• What Dickens Knew About Trump

    In the many curious roles he’s played through the years, from meathead playboy to reality television heel to BFF of autocrats everywhere, Donald Trump has brought to mind countless fictional characters. Picture the horny-for-violence populist creep Greg Stillson in The Dead Zone. The crass billionaire-prankster Guy Grand in Terry Southern’s The Magic Christian. King Ubu. Biff Tannen. Thanos. Jabba the Hutt.

    But in light of the fallout from his extortionate, impeachment-worthy phone call with the president of Ukraine, and noting the repellent hoods at the heart of the scandal — Giuliani, Pompeo, Perry, Mulvaney, Parnas, Fruman, and the rest — Trump increasingly resembles one loathsome fictional figure, in particular: Oliver Twist‘s manipulator of larcenous minions, Fagin. And the fact that Fagin is a slum-dwelling, 19th-century English Jew (with Shylock and Svengali, he comprises English Lit’s Unholy Trinity of Semitic villains), and Trump is a 21st-century far-white American plutocrat? No matter. They are, uncannily, odious brothers from other mothers.
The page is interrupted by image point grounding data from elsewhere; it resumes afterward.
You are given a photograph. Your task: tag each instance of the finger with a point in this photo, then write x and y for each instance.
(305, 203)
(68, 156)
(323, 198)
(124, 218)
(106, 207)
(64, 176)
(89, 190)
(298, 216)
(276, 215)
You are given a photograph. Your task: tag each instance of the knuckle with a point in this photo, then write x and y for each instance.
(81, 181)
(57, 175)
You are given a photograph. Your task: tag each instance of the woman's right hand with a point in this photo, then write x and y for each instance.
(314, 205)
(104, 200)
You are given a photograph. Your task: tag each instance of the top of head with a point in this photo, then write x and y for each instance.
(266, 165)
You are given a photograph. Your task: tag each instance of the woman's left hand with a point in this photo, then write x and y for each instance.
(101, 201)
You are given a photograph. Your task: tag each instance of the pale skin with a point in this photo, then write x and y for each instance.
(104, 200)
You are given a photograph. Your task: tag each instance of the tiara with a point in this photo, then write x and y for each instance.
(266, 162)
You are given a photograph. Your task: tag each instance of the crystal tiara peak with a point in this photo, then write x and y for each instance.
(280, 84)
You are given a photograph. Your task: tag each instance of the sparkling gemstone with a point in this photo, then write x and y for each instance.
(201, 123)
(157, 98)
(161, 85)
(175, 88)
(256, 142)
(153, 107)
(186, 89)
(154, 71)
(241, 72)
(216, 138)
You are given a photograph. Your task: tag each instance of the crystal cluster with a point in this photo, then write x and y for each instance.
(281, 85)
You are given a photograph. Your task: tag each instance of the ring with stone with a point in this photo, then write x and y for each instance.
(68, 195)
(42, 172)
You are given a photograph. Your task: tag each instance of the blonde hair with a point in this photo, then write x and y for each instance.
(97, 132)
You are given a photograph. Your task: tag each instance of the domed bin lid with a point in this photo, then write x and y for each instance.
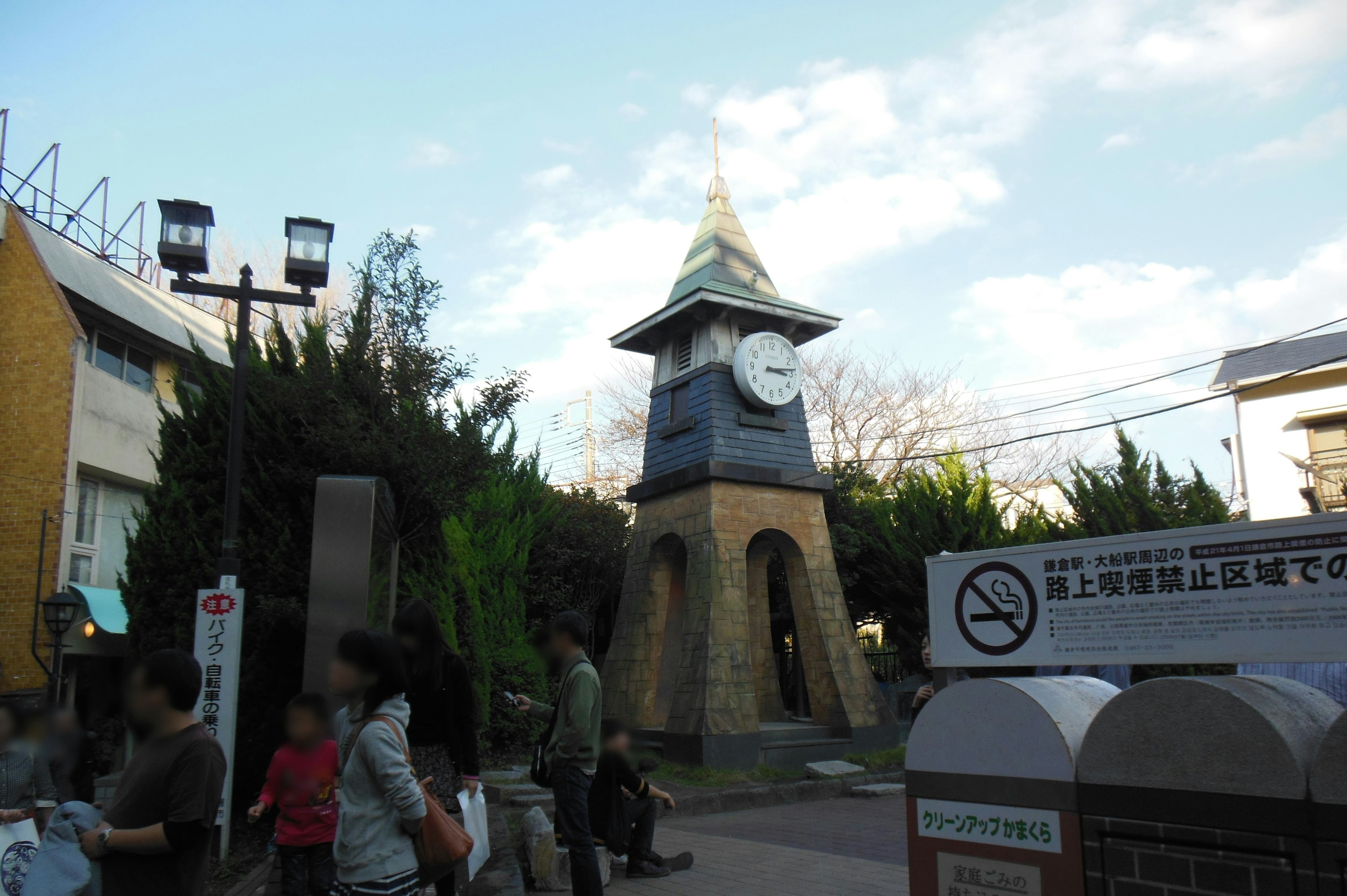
(1012, 742)
(1229, 751)
(1329, 783)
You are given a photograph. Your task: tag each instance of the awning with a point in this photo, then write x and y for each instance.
(106, 607)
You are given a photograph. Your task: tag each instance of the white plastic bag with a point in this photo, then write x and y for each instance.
(475, 822)
(18, 847)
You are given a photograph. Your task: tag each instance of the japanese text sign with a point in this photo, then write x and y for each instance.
(220, 635)
(1273, 591)
(1015, 827)
(976, 876)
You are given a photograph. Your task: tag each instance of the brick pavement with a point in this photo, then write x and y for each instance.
(836, 847)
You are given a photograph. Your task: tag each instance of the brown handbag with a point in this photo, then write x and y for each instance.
(441, 841)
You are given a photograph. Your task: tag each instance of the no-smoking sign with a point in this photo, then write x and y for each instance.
(996, 608)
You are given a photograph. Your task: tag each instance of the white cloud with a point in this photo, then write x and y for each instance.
(1111, 313)
(421, 231)
(846, 163)
(551, 178)
(1117, 142)
(1323, 138)
(429, 154)
(561, 146)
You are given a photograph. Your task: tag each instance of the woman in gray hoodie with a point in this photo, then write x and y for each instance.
(380, 805)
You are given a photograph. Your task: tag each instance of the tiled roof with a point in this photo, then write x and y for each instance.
(1244, 366)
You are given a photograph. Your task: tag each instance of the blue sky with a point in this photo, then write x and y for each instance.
(1021, 190)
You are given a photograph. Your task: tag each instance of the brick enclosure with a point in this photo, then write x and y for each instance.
(40, 339)
(725, 672)
(1147, 859)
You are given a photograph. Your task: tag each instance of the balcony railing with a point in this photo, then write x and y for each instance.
(1333, 464)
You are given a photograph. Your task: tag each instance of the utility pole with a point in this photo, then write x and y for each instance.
(589, 437)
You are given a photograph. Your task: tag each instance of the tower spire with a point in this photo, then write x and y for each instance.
(718, 189)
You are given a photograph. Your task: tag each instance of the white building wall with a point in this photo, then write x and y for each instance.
(1268, 426)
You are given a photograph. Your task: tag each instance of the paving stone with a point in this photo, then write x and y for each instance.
(549, 865)
(834, 768)
(880, 790)
(503, 776)
(532, 800)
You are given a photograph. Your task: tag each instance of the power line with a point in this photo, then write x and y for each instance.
(1085, 398)
(1114, 422)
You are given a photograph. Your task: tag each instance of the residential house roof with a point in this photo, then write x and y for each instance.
(125, 296)
(1275, 359)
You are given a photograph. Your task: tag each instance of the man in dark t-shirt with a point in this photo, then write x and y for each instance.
(155, 836)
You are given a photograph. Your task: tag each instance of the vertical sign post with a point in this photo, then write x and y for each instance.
(220, 635)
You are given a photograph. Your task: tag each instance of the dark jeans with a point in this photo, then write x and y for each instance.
(640, 816)
(570, 791)
(313, 863)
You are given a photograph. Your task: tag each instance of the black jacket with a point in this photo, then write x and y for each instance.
(607, 803)
(446, 715)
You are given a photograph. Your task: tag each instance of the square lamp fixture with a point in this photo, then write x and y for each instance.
(184, 235)
(59, 612)
(306, 251)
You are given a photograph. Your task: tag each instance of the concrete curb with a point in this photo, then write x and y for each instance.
(255, 879)
(768, 795)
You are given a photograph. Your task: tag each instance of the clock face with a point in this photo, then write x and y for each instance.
(767, 370)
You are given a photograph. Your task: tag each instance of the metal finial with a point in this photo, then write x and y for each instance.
(718, 188)
(716, 146)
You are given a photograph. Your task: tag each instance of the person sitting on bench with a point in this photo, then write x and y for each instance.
(623, 809)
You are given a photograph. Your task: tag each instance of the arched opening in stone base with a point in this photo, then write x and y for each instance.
(779, 674)
(669, 582)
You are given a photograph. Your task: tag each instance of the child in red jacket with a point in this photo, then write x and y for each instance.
(301, 782)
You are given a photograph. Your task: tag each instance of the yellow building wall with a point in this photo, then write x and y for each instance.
(38, 340)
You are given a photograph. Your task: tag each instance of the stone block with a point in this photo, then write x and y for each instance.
(507, 776)
(833, 768)
(549, 864)
(880, 790)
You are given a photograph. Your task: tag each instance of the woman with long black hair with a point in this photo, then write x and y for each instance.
(444, 727)
(382, 805)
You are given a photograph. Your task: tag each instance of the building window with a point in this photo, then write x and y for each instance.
(87, 533)
(1329, 453)
(678, 402)
(81, 569)
(125, 362)
(685, 352)
(87, 512)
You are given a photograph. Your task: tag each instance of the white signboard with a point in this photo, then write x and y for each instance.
(978, 876)
(1236, 593)
(220, 635)
(1015, 827)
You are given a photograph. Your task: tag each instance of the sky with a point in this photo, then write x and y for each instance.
(1044, 197)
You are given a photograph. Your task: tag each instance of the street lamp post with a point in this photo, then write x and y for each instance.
(184, 247)
(59, 612)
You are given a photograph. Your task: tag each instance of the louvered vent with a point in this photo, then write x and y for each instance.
(685, 352)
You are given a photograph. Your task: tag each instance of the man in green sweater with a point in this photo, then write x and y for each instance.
(572, 752)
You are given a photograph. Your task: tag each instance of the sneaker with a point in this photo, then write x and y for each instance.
(646, 870)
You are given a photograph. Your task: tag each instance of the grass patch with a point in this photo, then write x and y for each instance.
(880, 759)
(704, 776)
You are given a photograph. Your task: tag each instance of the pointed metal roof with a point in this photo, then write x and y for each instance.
(721, 254)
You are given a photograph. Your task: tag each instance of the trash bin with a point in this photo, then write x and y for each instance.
(1329, 798)
(992, 793)
(1201, 786)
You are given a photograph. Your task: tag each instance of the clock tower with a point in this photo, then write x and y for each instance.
(733, 645)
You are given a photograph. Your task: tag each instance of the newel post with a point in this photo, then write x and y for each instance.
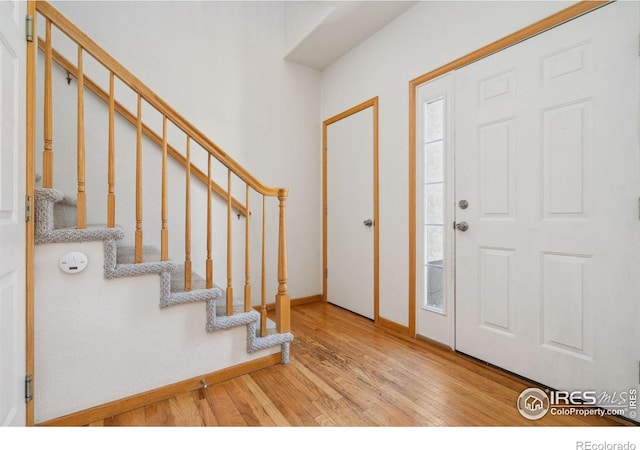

    Consider, for example, Fagin’s and Trump’s shared spasmodic temperament: each is shifty and fawning one moment, belligerent and insulting the next. Such instability might be driven by mental illness, or it could be a pathological schemer’s strategy for keeping allies off-balance and foes at bay. In truth, it’s probably a bit of both. The point is that no one in Trump’s or Fagin’s circle can be certain which persona, the Unctuous Flatterer or the Raving Debaser, will appear next.

    Or consider that in Fagin we have a gangster who has long cultivated a crew of grifters and bootlickers while somehow convincing them to say and do whatever it takes to protect the Boss.

    In Trump — pretty much the same.

    In Fagin we have a paranoiac who offers misfits and mediocrities a ready-made community where greed, envy, and back-stabbings are coins of the realm.

    In Trump’s White House, from day one — ditto.

    And then there are Fagin’s and Trump’s weirdly similar, toxic utterances.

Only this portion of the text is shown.